As far as a main course that's easy to prepare - something that's simple, easy, inexpensive and sort of "goes with" your menu is pasta with pesto sauce. I would boil a box of rotini noodles (they come in whole wheat or even veggie noodles and they are good!) and then buy a jar of pesto at the supermarket. It's a pretty healthy option even if you don't use whole wheat noodles. Once you drain the pasta, pour in about half the jar (depending on size) and stir it up. Add a little extra olive oil to keep it from being too dry and YUM! In case anyone isn't familiar with pesto, it's just basil leaves, olive oil & pine nuts all put into the food processor & finely blended. You would just need forks for it. I happen to love pesto, but if you don't like basil then it's probably a bad option!


----------



## PMTT (Oct 13, 2013)

I'm on a diet and I always save to treat myself at parties. I wouldn't worry about people not eating...their choice.


----------



## diajoh (Sep 25, 2010)

The only thing on your menu that I would find edible is the veggie plate. Maybe a couple of the wings. These are your friends, so I assume this is the type of food you eat at their houses, and it is their taste as well as yours? All that fat, meat and starch! Too much for me, even at a party. 
May I suggest you make it a partial potluck? Let them know what you will have and ask them to bring something light (whatever that may mean). You might get more veggies, but you might also be surprised at what they come up with.
Another option is a baked potato bar. Bake them, wrap in foil and keep in oven or crock pot until serving time. Google toppings.


----------



## Stochey (Sep 22, 2009)

diajoh said:


> The only thing on your menu that I would find edible is the veggie plate. Maybe a couple of the wings. These are your friends, so I assume this is the type of food you eat at their houses, and it is their taste as well as yours? All that fat, meat and starch! Too much for me, even at a party.
> May I suggest you make it a partial potluck? Let them know what you will have and ask them to bring something light (whatever that may mean). You might get more veggies, but you might also be surprised at what they come up with.
> Another option is a baked potato bar. Bake them, wrap in foil and keep in oven or crock pot until serving time. Google toppings.

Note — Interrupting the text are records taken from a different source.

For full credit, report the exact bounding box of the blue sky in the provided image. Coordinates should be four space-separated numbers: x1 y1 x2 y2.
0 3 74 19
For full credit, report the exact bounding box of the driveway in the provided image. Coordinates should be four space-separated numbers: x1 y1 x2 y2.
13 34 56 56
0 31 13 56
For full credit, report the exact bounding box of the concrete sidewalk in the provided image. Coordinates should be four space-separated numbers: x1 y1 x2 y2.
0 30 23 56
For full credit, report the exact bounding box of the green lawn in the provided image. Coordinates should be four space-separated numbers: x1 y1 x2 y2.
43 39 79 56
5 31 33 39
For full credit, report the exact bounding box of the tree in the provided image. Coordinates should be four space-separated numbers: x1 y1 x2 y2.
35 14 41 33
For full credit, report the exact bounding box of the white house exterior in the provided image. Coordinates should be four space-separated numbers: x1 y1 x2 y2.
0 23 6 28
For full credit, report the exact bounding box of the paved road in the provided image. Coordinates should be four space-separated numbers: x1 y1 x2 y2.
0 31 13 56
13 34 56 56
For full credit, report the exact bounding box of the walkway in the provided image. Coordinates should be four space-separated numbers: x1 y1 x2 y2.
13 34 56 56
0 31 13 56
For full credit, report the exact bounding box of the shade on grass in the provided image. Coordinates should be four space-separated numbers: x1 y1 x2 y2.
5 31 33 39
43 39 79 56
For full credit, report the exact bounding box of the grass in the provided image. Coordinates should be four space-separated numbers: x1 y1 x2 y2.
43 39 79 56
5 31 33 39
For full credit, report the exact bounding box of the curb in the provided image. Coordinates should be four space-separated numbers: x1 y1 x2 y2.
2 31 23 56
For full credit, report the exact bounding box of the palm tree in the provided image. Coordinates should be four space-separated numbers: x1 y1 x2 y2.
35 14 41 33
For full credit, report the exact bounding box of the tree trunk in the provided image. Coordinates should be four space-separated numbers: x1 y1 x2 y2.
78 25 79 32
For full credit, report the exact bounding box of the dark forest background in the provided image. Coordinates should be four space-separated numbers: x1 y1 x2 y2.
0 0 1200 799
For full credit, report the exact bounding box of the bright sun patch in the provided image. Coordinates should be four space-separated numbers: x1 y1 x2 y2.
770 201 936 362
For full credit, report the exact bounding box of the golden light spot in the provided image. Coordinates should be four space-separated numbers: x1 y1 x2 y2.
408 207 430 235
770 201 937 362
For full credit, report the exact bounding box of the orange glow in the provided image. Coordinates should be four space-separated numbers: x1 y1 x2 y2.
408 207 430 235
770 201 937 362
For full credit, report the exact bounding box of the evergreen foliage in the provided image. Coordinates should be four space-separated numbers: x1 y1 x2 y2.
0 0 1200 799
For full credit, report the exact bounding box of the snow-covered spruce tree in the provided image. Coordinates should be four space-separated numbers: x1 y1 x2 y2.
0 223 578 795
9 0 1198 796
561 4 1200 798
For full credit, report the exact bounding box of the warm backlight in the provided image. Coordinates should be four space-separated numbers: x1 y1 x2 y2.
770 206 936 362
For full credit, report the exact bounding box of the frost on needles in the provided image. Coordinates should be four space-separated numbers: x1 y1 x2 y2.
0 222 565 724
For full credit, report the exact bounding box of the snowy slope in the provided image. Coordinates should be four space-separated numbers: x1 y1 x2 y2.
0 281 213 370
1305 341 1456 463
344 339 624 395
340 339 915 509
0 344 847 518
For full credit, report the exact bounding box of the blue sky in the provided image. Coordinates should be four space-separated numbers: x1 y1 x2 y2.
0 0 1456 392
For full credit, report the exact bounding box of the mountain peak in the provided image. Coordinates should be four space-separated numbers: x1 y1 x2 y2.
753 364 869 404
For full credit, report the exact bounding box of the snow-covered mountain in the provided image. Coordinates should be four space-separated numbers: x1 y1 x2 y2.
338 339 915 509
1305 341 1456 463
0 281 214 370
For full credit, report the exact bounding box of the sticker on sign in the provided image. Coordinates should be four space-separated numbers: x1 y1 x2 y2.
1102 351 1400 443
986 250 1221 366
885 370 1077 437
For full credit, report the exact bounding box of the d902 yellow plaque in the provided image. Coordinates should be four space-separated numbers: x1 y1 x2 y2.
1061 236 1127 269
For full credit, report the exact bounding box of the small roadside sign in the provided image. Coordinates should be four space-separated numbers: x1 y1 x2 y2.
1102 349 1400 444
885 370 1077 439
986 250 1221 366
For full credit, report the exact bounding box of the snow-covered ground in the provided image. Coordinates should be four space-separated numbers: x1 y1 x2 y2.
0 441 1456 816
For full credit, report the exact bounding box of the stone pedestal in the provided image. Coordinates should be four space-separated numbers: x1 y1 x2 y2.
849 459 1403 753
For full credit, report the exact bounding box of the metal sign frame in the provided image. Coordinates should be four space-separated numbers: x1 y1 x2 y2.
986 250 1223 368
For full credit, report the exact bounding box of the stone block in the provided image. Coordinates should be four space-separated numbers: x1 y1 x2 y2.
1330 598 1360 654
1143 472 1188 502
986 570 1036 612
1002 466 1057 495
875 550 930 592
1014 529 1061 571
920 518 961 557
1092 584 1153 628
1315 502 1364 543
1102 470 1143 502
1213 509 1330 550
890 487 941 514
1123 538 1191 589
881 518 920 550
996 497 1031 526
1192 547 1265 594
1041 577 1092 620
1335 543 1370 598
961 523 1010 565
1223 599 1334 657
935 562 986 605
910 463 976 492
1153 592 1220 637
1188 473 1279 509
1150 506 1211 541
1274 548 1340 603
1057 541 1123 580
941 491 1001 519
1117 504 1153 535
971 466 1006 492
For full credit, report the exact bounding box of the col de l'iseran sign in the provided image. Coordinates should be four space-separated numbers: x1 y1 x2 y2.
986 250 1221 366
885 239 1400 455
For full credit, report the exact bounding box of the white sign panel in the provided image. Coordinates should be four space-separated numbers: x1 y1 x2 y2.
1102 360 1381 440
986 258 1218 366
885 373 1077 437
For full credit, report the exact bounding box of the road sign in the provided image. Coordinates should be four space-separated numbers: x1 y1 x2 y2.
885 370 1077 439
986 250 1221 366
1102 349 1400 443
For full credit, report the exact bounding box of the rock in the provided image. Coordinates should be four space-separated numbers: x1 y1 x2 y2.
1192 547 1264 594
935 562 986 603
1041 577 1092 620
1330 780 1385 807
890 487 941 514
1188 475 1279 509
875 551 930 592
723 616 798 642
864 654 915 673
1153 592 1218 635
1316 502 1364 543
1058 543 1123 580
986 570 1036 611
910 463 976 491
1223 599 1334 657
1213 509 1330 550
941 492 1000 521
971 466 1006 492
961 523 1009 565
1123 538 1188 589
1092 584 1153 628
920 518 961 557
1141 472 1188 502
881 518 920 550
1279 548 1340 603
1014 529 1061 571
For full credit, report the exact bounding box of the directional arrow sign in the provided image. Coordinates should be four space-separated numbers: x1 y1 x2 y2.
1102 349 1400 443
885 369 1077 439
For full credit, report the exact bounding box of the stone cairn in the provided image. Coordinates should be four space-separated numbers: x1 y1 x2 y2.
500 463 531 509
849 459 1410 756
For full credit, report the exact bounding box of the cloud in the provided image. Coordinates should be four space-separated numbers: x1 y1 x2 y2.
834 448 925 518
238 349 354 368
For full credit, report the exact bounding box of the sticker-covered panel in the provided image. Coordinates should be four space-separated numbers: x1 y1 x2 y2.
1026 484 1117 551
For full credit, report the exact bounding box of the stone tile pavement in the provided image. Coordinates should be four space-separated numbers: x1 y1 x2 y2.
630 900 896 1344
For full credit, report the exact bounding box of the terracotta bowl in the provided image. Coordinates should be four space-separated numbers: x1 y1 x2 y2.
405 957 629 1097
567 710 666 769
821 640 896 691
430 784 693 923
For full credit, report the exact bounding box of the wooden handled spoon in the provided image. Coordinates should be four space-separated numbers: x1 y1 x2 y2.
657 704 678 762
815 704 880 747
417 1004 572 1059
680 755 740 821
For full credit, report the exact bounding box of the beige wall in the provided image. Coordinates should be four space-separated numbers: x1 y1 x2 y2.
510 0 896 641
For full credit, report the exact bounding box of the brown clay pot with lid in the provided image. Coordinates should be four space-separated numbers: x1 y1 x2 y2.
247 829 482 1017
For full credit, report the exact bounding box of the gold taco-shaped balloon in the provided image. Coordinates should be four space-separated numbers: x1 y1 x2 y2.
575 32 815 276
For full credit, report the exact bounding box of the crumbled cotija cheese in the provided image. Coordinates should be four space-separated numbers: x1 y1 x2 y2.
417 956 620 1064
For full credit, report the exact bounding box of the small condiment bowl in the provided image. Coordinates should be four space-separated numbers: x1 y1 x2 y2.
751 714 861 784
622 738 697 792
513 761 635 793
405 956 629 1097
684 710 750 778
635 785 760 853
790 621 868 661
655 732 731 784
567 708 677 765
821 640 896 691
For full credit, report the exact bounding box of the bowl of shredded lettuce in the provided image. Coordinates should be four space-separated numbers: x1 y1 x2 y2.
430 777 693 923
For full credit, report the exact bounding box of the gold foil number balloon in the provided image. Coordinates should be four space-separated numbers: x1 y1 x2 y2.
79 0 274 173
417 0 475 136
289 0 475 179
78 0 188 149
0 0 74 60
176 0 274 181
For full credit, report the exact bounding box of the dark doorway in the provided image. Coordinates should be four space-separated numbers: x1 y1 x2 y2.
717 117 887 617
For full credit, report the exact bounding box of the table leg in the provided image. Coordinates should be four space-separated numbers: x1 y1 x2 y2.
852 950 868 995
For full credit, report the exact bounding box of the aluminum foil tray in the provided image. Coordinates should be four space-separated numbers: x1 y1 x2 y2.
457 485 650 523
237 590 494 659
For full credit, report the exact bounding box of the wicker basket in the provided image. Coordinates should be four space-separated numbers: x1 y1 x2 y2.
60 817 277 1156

Wow. That was harsh. Lol! Yeah, pizza is a pretty normal thing I think most people have at friend's houses. All of it and the Queso will be eaten most likely. 

Thanks for the suggestions!


----------



## Stochey (Sep 22, 2009)

Spooky McWho said:


> You could do turkey and spinach flatbread rolls cut into slices , stack them and they will look like a spine. Salsa and baked tortilla chips cut into halloween shapes with cookie cutters. Sugar free jello shooters with low/ no fat cool whip. These are healthy yet delicious options that are also festive for a halloween party.


Yes! We practically live on flatbread in this house! I can't believe I didn't think of it. Salsa is a great idea too!


----------



## Stochey (Sep 22, 2009)

Jenn&MattFromPA said:


> Since you asked, I would expand your veggie platter a little bit - add some celery & maybe some sliced red or orange peppers to your carrots, cukes & tomatoes. Then add some plain crackers & some hummus along with maybe an onion dip and that's got a bunch of great options for someone watching their weight. They can make a meal from it or they can just nibble & snack.
> 
> I also always love to see fruit. You don't have to do anything elaborate - it could be as simple as a large plate with a pile of grapes, a couple oranges/tangerines, a couple of pears and a few plain apples, along with a knife for cutting.
> 
> As far as a main course that's easy to prepare - something that's simple, easy, inexpensive and sort of "goes with" your menu is pasta with pesto sauce. I would boil a box of rotini noodles (they come in whole wheat or even veggie noodles and they are good!) and then buy a jar of pesto at the supermarket. It's a pretty healthy option even if you don't use whole wheat noodles. Once you drain the pasta, pour in about half the jar (depending on size) and stir it up. Add a little extra olive oil to keep it from being too dry and YUM! In case anyone isn't familiar with pesto, it's just basil leaves, olive oil & pine nuts all put into the food processor & finely blended. You would just need forks for it. I happen to love pesto, but if you don't like basil then it's probably a bad option!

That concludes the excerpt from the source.